Additionally, for each of the negated samples, another pair of non-negated sentences has been added by paraphrasing them with the pre-trained model 🤗tuner007/pegasus_paraphrase.

Finally, the swapped version of each pair (premise ⇋ hypothesis) has also been included, and any duplicates have been removed.
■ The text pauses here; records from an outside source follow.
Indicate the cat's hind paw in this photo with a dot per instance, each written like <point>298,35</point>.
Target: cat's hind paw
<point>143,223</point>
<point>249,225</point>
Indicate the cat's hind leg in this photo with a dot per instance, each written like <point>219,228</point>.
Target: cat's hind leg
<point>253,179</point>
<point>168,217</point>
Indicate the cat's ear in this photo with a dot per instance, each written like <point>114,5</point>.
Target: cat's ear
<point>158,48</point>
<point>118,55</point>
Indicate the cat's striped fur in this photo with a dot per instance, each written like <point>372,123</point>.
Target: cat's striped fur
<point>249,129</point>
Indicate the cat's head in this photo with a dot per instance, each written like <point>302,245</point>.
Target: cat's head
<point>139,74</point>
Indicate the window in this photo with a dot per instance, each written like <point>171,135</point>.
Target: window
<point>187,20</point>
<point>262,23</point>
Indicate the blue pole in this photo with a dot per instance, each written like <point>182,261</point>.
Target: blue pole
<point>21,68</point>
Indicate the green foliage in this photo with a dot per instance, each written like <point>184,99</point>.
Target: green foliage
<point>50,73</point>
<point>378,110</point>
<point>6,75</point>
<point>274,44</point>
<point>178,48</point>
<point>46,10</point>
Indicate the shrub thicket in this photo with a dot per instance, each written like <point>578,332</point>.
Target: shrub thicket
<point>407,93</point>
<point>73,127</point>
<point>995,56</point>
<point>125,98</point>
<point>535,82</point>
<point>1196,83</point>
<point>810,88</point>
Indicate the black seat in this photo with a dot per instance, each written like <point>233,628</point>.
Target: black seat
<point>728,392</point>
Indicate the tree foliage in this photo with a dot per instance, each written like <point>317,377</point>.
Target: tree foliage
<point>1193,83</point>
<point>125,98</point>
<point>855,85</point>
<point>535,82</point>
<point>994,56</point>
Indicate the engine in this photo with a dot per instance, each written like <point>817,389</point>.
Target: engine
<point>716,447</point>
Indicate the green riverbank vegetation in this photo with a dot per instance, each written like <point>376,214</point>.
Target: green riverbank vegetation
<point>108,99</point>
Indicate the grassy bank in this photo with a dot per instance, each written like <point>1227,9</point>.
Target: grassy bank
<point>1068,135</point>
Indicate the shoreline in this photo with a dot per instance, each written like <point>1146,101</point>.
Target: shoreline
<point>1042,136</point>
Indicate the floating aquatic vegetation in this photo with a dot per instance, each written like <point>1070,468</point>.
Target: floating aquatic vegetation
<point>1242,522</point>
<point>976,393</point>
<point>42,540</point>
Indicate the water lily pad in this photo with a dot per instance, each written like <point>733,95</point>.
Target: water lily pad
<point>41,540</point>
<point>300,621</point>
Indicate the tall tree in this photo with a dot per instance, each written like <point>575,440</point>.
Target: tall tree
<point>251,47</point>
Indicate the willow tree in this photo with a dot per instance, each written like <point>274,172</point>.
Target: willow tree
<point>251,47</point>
With this, the number of premises/hypothesis in the CANNOT dataset that appear in the original datasets are:

Dataset
Sentences
Not another Negation Benchmark 552     (0.36 %)
GLUE Diagnostic Dataset 586     (0.38 %)
Automated Fact-Checking of Claims from Wikipedia 89,728   (59.98 %)
From Group to Individual Labels Using Deep Features 12,626     (8.16 %)
It Is Not Easy To Detect Paraphrases 17,198   (11.11 %)
Total
120,690   (77.99 %)

The percentages above are in relation to the total number of premises and hypothesis in the CANNOT dataset. The remaining 22.01 % (34,062 sentences) are the novel premises/hypothesis added through paraphrase and rule-based negation.

Additional Information

Licensing Information

The CANNOT dataset is released under CC BY-SA 4.0.

Creative Commons License

Citation

Please cite our INLG 2023 paper, if you use our dataset. BibTeX:

@inproceedings{anschutz-etal-2023-correct,
    title = "This is not correct! Negation-aware Evaluation of Language Generation Systems",
    author = {Ansch{\"u}tz, Miriam  and
      Miguel Lozano, Diego  and
      Groh, Georg},
    editor = "Keet, C. Maria  and
      Lee, Hung-Yi  and
      Zarrie{\ss}, Sina",
    booktitle = "Proceedings of the 16th International Natural Language Generation Conference",
    month = sep,
    year = "2023",
    address = "Prague, Czechia",
    publisher = "Association for Computational Linguistics",
    url = "https://aclanthology.org/2023.inlg-main.12/",
    doi = "10.18653/v1/2023.inlg-main.12",
    pages = "163--175",
    abstract = "Large language models underestimate the impact of negations on how much they change the meaning of a sentence. Therefore, learned evaluation metrics based on these models are insensitive to negations. In this paper, we propose NegBLEURT, a negation-aware version of the BLEURT evaluation metric. For that, we designed a rule-based sentence negation tool and used it to create the CANNOT negation evaluation dataset. Based on this dataset, we fine-tuned a sentence transformer and an evaluation metric to improve their negation sensitivity. Evaluating these models on existing benchmarks shows that our fine-tuned models outperform existing metrics on the negated sentences by far while preserving their base models' performances on other perturbations."
}

Contributions

Contributions to the dataset can be submitted through the project repository.